1. The maximum possible error, relative error, and percentage error in computing:
   • (a) the volume of the cube.
   • (b) the surface area of the cube.

(a) Volume of the Cube

The volume $V$ of a cube with edge length $x$ is given by: $V = x^3$

1. Differential of Volume

To estimate the maximum possible error in the volume, we use the differential: $dV = 3x^2 \cdot dx$

Plugging in the values: $dV = 3 \times (15)^2 \times 0.1 = 3 \times 225 \times 0.1 = 67.5 \, \text{cm}^3$

So, the maximum possible error in volume is $67.5 \, \text{cm}^3$.

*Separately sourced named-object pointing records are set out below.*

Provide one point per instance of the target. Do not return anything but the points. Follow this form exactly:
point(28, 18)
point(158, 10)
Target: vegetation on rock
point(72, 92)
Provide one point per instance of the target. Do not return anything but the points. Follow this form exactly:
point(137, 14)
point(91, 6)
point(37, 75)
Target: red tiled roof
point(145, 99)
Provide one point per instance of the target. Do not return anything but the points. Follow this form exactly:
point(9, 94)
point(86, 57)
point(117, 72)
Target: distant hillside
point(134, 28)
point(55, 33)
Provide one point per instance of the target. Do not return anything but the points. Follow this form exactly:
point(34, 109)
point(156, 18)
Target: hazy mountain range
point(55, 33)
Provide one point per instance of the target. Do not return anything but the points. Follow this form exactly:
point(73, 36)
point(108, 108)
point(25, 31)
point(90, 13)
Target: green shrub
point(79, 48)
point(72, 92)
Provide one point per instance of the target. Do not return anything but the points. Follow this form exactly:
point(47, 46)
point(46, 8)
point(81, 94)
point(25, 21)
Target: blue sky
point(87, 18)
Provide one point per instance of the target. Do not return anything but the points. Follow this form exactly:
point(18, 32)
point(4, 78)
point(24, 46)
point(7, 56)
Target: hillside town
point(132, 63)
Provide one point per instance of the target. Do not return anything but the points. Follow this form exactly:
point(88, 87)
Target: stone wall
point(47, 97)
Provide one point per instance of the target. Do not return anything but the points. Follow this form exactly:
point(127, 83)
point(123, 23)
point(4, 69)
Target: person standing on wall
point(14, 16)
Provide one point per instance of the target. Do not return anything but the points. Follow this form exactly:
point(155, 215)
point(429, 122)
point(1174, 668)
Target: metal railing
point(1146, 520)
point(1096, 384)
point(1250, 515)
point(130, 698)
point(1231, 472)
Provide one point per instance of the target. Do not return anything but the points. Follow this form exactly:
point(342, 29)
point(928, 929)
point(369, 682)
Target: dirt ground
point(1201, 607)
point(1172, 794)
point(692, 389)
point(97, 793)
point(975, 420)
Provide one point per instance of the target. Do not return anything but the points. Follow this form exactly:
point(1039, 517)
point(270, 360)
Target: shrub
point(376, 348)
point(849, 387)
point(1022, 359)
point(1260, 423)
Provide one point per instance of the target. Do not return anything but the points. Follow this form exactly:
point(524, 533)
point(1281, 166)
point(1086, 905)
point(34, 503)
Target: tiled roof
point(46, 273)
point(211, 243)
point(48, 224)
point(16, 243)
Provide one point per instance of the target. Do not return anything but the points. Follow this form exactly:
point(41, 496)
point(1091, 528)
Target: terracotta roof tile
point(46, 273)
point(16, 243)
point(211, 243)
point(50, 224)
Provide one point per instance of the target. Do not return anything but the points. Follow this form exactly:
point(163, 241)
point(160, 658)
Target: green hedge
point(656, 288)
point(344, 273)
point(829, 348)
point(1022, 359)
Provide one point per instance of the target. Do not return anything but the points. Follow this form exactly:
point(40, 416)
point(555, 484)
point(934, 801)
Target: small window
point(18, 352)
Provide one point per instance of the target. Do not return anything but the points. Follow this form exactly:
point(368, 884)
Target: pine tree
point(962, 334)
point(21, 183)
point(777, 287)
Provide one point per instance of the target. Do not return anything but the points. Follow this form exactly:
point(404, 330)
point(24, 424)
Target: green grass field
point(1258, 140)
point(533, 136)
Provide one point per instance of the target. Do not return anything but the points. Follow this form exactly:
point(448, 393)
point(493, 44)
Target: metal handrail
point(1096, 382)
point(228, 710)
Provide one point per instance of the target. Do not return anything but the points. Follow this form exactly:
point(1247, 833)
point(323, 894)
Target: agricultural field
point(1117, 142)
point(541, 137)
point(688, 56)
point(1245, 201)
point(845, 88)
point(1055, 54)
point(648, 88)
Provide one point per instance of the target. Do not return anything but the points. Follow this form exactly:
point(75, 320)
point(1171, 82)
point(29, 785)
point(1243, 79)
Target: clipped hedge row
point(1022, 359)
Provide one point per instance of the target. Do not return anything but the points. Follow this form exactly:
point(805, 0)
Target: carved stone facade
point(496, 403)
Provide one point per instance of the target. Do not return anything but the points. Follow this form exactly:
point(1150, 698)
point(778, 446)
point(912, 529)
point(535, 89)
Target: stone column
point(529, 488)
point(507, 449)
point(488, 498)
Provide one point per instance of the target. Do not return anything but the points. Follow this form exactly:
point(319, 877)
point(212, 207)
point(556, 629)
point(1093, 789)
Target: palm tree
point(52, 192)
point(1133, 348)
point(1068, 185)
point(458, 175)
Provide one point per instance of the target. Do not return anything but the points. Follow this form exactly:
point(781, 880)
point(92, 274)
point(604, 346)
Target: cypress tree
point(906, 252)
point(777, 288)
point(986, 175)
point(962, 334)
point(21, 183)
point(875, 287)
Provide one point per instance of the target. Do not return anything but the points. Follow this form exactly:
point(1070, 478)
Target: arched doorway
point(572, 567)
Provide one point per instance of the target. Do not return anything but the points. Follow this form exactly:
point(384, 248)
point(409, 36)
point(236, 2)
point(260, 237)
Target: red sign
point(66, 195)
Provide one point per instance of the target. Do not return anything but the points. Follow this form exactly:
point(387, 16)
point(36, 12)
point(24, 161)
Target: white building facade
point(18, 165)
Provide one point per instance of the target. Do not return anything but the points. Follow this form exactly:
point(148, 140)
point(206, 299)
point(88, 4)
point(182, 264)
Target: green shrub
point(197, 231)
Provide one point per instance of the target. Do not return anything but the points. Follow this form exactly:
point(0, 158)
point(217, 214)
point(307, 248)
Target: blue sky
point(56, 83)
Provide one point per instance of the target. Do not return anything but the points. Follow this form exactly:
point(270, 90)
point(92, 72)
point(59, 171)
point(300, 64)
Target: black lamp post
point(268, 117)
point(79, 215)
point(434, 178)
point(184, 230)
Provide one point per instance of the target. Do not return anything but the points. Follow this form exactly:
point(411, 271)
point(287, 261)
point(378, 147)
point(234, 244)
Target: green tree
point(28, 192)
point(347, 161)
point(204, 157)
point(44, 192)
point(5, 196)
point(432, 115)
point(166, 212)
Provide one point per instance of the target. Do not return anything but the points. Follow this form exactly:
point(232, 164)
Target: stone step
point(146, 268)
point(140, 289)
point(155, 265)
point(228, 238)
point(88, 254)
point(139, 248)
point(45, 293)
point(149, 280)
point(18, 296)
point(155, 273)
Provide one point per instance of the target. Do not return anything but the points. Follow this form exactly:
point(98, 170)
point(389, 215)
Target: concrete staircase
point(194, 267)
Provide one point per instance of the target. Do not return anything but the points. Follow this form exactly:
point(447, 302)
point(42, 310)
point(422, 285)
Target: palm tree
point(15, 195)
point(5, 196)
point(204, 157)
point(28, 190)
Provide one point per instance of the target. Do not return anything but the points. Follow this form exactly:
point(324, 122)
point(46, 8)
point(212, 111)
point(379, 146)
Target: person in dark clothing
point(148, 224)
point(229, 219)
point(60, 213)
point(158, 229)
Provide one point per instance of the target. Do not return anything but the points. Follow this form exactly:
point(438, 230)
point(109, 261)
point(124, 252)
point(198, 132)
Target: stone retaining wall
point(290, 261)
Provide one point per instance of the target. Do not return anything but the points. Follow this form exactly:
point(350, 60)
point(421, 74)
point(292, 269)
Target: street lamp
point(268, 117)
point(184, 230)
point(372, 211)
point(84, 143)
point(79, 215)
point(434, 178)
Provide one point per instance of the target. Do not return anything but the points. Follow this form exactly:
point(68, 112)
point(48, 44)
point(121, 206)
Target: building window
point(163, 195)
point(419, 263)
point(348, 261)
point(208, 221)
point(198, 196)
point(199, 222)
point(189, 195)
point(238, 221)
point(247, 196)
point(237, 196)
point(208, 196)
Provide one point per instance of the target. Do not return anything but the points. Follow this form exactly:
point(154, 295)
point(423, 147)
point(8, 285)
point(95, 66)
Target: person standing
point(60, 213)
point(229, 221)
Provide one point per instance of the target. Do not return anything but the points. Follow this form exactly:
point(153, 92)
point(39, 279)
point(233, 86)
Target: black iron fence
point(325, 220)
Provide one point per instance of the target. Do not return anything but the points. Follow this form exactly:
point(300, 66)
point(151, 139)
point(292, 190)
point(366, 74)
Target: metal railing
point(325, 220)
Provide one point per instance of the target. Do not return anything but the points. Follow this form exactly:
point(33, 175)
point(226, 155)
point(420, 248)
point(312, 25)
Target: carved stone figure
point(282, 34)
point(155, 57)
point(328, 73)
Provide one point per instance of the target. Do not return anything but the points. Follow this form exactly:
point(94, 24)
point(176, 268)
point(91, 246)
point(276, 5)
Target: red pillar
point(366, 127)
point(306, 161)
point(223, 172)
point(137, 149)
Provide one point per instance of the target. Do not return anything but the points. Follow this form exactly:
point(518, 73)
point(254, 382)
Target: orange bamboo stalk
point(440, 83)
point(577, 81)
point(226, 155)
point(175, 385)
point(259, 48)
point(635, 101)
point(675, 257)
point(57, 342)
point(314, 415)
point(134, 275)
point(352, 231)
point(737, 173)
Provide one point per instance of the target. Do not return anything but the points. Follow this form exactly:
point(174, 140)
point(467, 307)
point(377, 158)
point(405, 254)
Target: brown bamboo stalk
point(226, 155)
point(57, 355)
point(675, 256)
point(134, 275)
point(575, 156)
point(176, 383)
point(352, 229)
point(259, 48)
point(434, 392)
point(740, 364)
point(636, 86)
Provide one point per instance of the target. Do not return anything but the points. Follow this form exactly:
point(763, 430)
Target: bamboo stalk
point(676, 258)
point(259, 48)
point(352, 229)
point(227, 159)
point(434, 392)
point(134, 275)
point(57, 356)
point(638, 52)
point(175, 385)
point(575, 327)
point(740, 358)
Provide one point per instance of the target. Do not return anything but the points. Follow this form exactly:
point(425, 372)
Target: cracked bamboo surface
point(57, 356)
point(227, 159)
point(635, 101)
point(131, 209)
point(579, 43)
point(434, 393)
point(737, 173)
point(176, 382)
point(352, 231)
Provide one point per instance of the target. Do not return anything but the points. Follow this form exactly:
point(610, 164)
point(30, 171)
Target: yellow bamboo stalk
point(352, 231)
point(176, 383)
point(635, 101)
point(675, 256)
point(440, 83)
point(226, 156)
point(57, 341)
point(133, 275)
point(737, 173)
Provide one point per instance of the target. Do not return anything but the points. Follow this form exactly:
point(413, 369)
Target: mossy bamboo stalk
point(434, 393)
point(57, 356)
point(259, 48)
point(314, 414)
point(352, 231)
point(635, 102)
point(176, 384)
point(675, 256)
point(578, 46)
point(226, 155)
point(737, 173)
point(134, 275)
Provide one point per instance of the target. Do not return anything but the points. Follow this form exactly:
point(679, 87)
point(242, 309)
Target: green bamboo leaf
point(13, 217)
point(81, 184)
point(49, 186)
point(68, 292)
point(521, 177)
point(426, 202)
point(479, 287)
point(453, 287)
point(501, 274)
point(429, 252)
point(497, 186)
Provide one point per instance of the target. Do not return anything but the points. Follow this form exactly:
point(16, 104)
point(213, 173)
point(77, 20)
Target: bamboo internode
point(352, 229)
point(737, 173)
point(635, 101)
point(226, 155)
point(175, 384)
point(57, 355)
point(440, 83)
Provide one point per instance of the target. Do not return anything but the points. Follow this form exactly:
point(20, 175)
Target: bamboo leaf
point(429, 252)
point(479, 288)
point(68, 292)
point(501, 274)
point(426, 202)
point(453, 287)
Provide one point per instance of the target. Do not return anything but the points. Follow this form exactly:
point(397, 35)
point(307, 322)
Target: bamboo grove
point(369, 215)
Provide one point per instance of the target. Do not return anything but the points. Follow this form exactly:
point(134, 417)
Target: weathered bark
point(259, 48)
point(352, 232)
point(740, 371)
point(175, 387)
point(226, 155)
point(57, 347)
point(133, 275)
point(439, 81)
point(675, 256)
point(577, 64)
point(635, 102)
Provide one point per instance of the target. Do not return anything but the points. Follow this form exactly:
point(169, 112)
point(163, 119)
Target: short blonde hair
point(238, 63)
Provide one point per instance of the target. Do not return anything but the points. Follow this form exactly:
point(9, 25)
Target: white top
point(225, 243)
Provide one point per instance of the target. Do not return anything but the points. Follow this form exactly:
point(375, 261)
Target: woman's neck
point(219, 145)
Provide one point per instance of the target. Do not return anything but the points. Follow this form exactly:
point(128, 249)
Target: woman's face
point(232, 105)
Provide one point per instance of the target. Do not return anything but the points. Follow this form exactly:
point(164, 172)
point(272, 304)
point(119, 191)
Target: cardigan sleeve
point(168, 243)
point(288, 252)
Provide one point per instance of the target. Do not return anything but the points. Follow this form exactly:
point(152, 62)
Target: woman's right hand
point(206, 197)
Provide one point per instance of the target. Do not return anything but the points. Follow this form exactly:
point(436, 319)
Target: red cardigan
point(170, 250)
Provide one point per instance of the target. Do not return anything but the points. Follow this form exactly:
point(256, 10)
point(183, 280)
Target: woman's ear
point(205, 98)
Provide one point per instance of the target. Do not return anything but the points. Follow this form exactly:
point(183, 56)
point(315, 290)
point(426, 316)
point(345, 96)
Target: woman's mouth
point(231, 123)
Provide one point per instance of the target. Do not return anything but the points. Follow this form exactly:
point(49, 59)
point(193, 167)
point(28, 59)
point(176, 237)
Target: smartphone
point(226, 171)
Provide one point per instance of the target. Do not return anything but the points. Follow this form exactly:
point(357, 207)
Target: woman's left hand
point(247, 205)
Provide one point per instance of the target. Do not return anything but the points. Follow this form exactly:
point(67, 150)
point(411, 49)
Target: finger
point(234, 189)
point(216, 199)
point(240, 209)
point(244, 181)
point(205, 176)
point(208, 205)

2. Relative Error in Volume

The relative error is given by: $\text{Relative Error} = \frac{dV}{V}$

Calculating $V$ with $x = 15$: $V = 15^3 = 3375 \, \text{cm}^3$

Then, $\text{Relative Error} = \frac{67.5}{3375} \approx 0.02$

So, the relative error in volume (rounded to four decimal places) is $0.0200$.

3. Percentage Error in Volume

The percentage error is simply the relative error multiplied by 100: [ \text{Percentage Error}